On Wednesday before, Senator Chuck Schumer, Democrat of New York and majority leader, had also expressed optimism and said that a test vote on the measure could take place on Wednesday evening.
If the compromise holds, the Democrats will have to maneuver it through the evenly divided Senate via a Republican filibuster that will require the support of all 50 Democrats and Independents and at least 10 Republicans. That could take at least a week, especially if Republicans choose to slow the process down. Should the move be approved by the Senate, it will also have to pass through the House of Representatives, where some Liberal Democrats were reluctant to take on the emerging details.
But the five Republicans who led the deal with the Democrats – Mr. Portman and Senators Susan Collins from Maine, Lisa Murkowski from Alaska, Bill Cassidy from Louisiana, and Mitt Romney from Utah – urged their colleagues to support a measure which, in their opinion, would be desperately needed funding for infrastructure projects across the country.

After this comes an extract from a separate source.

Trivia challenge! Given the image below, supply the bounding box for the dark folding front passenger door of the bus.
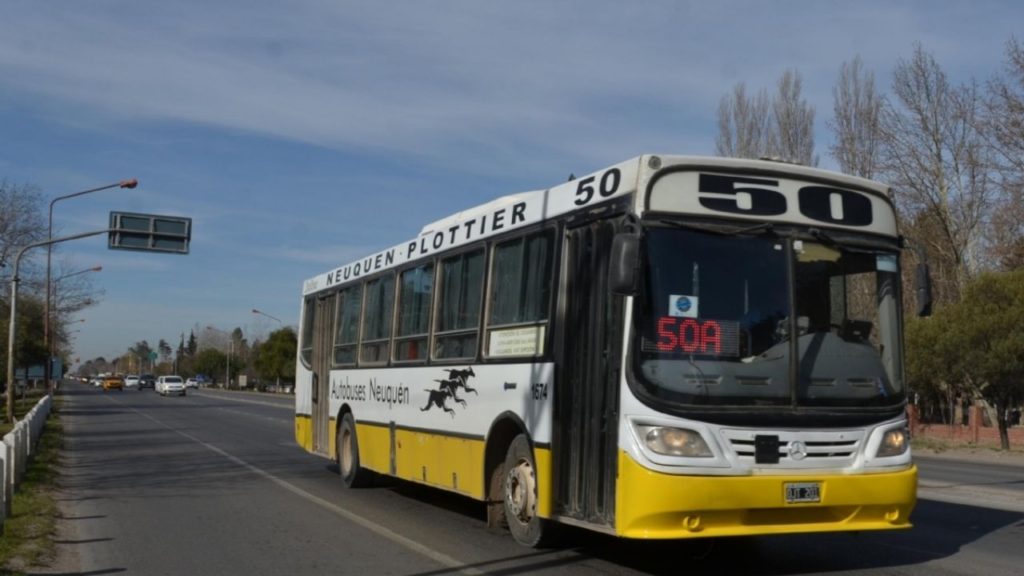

“I’m amazed that there are some who are against it just because they think that if you ever achieve something, it is a sign of weakness,” said Cassidy, describing the needs of his constituents. “We will not postpone solving your problem.”
Mr. Romney made a distinction between the upcoming agreement and a larger budget package of $ 3.5 trillion, which the Democrats want to push through unilaterally through both houses against the objections of the Republicans. California spokeswoman Nancy Pelosi said she won’t pass the bipartisan infrastructure bill in the House of Representatives until this second package – which is expected to pour billions into programs to fight climate change, health care, childcare and education – reaches the Senate adopted.
“I love this bill; I can’t stand the other, ”said Mr. Romney, citing inflation concerns. “I am confident that we will make it over the finish line.”